After looking at the gear case diagram, I'm confused cause looks like if it is the pin that failed I would not have power at all, but it is not the case, she is able to move but from right track only.
From the diagram below, tell me if I'm correct...
The power comes from transmission goes to gear #8, wich turn gear #9 therefore turning gear #22 then finally goes to #23 who rotate the shaft that turn both tracks.
So if I have power to the right track, I should technicaly have power to the left one too.

So... What could it be??


----------



## pass1 (Jan 24, 2015)

Alright, now I feel stupid! 
I found my problem, turned out that I lost pin #14 and clip 18 on the left track.
Those connect the shaft with the white wheel that drive the track.
I guess I was looking a lot deeper than it was needed.


----------



## db9938 (Nov 17, 2013)

We have all been there. And sometimes with the snow and ice caked on the drive parts, makes it easy to overlook the obvious.


----------



## Shryp (Jan 1, 2011)

Glad you found the problem. Even better when it is cheap and easy.


----------



## pass1 (Jan 24, 2015)

I will just install a regular 1/4'' bolt and locknut for now until I order the correct part monday.


----------



## Shryp (Jan 1, 2011)

Maybe you got lucky and it is still in the snowbank. Wishful thinking huh?


----------



## tinter (Apr 20, 2014)

Very lucky .


----------



## Apple Guy (Sep 7, 2014)

pass1 said:


> Alright, now I feel stupid!
> I found my problem, turned out that I lost pin #14 and clip 18 on the left track.
> Those connect the shaft with the white wheel that drive the track.
> I guess I was looking a lot deeper than it was needed.

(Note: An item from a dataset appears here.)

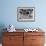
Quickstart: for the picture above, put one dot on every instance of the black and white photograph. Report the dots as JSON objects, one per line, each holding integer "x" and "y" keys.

I am sorry to say, ANOTHER Honda gearbox issue.


Hey Robert, can you send all these gearbox issues to the Honda engineers and get a fix for this for us. Sell a kit with zero markup that gives use a new heavy duty gearbox and shaft set up so we don't keep seeing these gearbox issues.


----------



## pass1 (Jan 24, 2015)

Apple Guy said:


> I am sorry to say, ANOTHER Honda gearbox issue.
> 
> 
> Hey Robert, can you send all these gearbox issues to the Honda engineers and get a fix for this for us. Sell a kit with zero markup that gives use a new heavy duty gearbox and shaft set up so we don't keep seeing these gearbox issues.



My issue was *not* with the gear box, I just lost the pin that connect the sprocket to the shaft, the one on the track, the one indicated by the blue Arrow.


----------



## slick_cl (Nov 19, 2014)

This happened to me last week too!


----------